I would like to use a polynomial filtering scheme for finding the eigenvalues around a target angle for a given unitary matrix U. The scheme can be found in this paper. To reiterate it we do a polynomial transformation of a given matrix $U$ via $g(U)= \sum_{m=0}^{k} e^{-i m \phi} U^{m}$. Here $\phi$ is the target angle around which I want to find the eigenvalues, and $k$ is some optimally chosen number to have good convergence. It should be noted that conventionally the same task is done using a shift-invert type method. Shift-invert is easier to use in Mathematica as well, and I have no problem with it. But since it is desirable to go to higher system sizes, the memory requirements of the shift-invert blow up pretty fast, and polynomial filtering is an efficient way to do such filtering.

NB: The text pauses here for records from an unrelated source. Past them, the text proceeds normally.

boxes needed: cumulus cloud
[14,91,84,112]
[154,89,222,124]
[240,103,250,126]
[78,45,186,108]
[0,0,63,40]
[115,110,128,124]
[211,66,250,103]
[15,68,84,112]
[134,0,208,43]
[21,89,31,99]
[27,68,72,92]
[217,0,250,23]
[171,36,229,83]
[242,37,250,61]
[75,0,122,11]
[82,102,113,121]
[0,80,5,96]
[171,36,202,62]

I was trying to implement the same in Mathematica, and this is where the problem come. I did the very naive brute force thing that can be done, which is I evaluated the polynomial and then used Mathematica to do Arnoldi, and this time we do not have to do the shift as that part has already been taken care of. But there is an obvious apparent problem with this: the method is not "matrix-free". Well, I do not have to do that part as ARPACK package already does the job for me. But I am kind of clueless if there is even a way to use ARPACK as an external package in Mathematica and do this whole computation in a matrix-free manner. I tried to see further into the matter, but at least to my knowledge, it seems that Mathematica does not offer matrix-free computations at the moment. But is it still possible for me to use ARPACK (which is used in hindsight) in mathematica such that I give it $g(U)$ and the rest would be taken care of by it, and then I can extract the final values? Any help or suggestion in this regard would be really helpful. Thanks.
Edit1:
^(\[CapitalNu]=11; nev = 50; U = RandomVariate[CircularUnitaryMatrixDistribution[2^(\[CapitalNu]]]; phitg = Pi/2; (*Target phase*) k = 0.8 2^(\[CapitalNu] + 1)/Floor[2^(\[CapitalNu]/2 + 1)]; So I take a simple unitary matrix from a COE ensemble. I understand it is not an optimal choice ( one would need sparse matrix to really see the efficiency but for the time being it does the job). Then I define a function to calculate the matrix polynomial as stated before
gk[k_,\[Phi]_,x_]:=Sum[Exp[-I m \[Phi]] MatrixPower[x,m],{m,0,k}] Now I find the polynomially filtered $U$
Upoly = gkm[k, \[Pi]/2, U]; Now if you calculate the eigenvalues of "maximum absolute value" of $Upoly$ then they should match with the eigenvalues for $U$ at $\phi= \pi/2$. For $U$ you can simply do
Eigenvalues[U, 10, Method -> {"Arnoldi", "Shift" -> Exp[I \[Pi]/2]}] while for $Upoly$ it is to be noticed that the eigenvalues are now transformed ( the eigenvectors remains the same). The eigenvalues are simply given by $\psi_{i}^{\dagger}. U.\psi_{i}$. You can do that in mathematica as follows
num = 10; {eval, evec} = Eigensystem[Upoly2, num, Method -> {"Arnoldi", "Criteria" -> "Magnitude"}]; ParallelTable[Conjugate[evec[[i]]] . U . evec[[i]], {i, 1, num}] // Sort) One can easily check that both of them are the same. But I noticed that the current way is completely useless because I am storing a large matrix, which I obtain after polynomial transformation. It completely beats the purpose for which this method is made. The only way is to do a matrix-free evaluation directly using ARPACK package. It is easier to do with python as I can see ( the paper also use the same) but I would like to know/see/understand if it is doable in Mathematica or not.
Edit 2: I have been thinking about it for a while. I already have a code (where I have to explicitly store the dense matrix). Is there still a way to do better than what I already have? So I verified all day today that with this code I can go as far as $2^{14} \times 2^{14} $ matrix size. I tried with $2^{15} \times 2^{15}$ it is still possible to do shift-invert, but my RAM usage just went crazy (I was on a workstation with 250GB RAM), so I quit it before it hanged (the RAM usage went upto 165 GB to calculate 100 eigenvalues). As I realized, the point of polynomial filtering is to avoid this shift invert part and just calculate $g(U)$ and then calculate eigenvalues with the largest modulus (this is what transformation $g(U)$ achieves). Can anyone suggest an optimal way then to calculate $g(U)$? For now, I do it the brute force way, as in the above code. Maybe another piece of information that would be important is that finally when I am going to use this, I will have $U$ of the form $U = e^{- i H_{2}} e^{-i H_{1}}$, where $H_{2}$ is a diagonal matrix and $H_{2}$ is highly sparse matrix for some many-body system. Does this help in any way to calculate the polynomial faster?